I say no, because I don’t remember any fantastic elements in it. There has to be something impossible and fantastic in it for it to be magical realism and not just plain realism.

This is not to say it’s not good, just that it’s not magic realism.

LexWordsmith's avatar

Pictures of saints that are the same as faces of people you know.
Praying to your great-grandmother for strength when totally exhausted, and receiving it.
Jungian archetypes.

Those are three examples of unrealistic, fantastical elements, off the top of my head.

cwilbur's avatar

None of those seem to me to be especially impossible and fantastic, especially compared to Latin American magical realism where women float up into the sky because they are too beautiful for Earth, and nobody finds it remarkable.

Unless you’re taking Davies’s wry view of Canada, and suggesting that by the standards of a cold Ontario winter, mere coincidence is interesting enough to count as magic?

LexWordsmith's avatar

Is receiving strength by asking it from a dead ancestor, when you are totally exhausted and you have no reason to believe in the power of prayer, not fantastic?

A German Madonna looking like an Englishwoman named Mary, that could be coincidence, but the resemblance is more striking to the character because he believs that the English Mary is a saint.

Jungian archetypes, in themselves, are fantastical if treated as actually existent or valid.

but i guess it comes down to interpretation—appears we’ll end up “agreeing to disagree”.

cwilbur's avatar

Is there anything in the books that simply could not happen in the real world?

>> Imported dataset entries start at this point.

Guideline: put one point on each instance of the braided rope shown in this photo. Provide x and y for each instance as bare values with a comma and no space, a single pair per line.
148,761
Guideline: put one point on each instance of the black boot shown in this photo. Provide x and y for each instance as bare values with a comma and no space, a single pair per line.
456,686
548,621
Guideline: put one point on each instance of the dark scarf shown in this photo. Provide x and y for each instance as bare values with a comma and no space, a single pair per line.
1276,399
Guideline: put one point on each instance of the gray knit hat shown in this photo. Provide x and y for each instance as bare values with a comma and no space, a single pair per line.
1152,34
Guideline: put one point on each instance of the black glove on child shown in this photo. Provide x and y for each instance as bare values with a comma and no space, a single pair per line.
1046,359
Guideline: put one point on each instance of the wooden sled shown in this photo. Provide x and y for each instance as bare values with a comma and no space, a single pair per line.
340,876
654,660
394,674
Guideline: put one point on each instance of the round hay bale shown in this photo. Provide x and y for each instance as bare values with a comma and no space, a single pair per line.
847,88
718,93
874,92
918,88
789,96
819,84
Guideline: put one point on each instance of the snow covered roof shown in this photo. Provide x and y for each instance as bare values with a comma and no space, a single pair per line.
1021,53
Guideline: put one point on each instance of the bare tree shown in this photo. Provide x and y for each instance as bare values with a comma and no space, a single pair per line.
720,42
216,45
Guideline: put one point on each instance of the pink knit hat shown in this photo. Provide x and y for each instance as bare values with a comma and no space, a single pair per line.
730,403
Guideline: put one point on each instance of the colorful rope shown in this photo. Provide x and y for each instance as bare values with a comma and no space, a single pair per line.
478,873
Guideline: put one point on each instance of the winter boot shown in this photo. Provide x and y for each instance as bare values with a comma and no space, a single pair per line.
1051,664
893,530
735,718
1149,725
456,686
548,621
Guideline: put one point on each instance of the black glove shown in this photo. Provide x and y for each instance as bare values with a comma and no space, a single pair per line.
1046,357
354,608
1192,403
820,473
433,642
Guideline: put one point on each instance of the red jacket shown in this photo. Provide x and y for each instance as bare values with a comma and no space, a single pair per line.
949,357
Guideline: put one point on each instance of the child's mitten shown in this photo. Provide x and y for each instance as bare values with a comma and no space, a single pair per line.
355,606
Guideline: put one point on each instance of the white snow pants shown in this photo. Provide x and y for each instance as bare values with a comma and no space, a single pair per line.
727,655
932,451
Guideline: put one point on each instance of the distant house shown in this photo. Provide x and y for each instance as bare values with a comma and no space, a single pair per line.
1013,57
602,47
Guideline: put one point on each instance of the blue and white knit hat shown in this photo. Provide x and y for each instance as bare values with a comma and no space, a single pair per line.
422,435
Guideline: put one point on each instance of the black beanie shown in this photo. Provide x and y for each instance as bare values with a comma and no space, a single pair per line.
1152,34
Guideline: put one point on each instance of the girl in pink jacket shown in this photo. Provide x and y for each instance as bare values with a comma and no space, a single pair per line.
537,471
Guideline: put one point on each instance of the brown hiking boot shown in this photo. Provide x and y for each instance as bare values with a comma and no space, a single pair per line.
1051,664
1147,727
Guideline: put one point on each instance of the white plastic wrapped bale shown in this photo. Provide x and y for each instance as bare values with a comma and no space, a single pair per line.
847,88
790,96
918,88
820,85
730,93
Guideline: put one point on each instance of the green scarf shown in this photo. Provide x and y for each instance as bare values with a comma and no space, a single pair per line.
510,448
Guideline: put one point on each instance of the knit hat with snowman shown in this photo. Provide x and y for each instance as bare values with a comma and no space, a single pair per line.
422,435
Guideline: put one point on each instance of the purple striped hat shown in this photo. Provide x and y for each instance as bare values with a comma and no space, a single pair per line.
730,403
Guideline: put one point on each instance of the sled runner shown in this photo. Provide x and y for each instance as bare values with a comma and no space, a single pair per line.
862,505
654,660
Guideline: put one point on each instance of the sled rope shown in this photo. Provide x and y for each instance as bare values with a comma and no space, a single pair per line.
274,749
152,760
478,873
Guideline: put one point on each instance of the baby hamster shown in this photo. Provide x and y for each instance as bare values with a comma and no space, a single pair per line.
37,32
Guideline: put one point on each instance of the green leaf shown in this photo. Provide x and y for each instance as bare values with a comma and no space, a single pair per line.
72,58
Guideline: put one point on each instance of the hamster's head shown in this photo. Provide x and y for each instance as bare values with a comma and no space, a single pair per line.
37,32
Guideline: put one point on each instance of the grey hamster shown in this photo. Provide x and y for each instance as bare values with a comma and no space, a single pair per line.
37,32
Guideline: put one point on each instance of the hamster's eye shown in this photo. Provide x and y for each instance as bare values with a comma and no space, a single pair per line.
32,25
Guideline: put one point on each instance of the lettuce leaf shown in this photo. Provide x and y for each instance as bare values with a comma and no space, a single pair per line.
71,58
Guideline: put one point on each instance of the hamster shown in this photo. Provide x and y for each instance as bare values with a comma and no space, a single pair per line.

Receiving strength by asking a dead ancestor for it is entirely interior to the character. There’s nothing objectively supernatural about it. Musing on the resemblance between someone you think is a saint and a painting of a saint is also entirely interior to the character—not to mention entirely coincidental. And Jungian psychoanalysis is something that people do every day in this world.

What’s fantastic about any of those things? They’re all the interior life of the characters. There’s nothing even implausible about them, let alone impossible.

Is there anything as unrealistic as a woman floating up into the sky because she’s too beautiful for Earth?

(You should probably read One Hundred Years of Solitude, or some other emblematic work of magical realism—I don’t think this is anywhere near “agreeing to disagree,” and it has a lot more to do with simply not getting what magical realism is.)

LexWordsmith's avatar

Thanks for the forthcoming responses.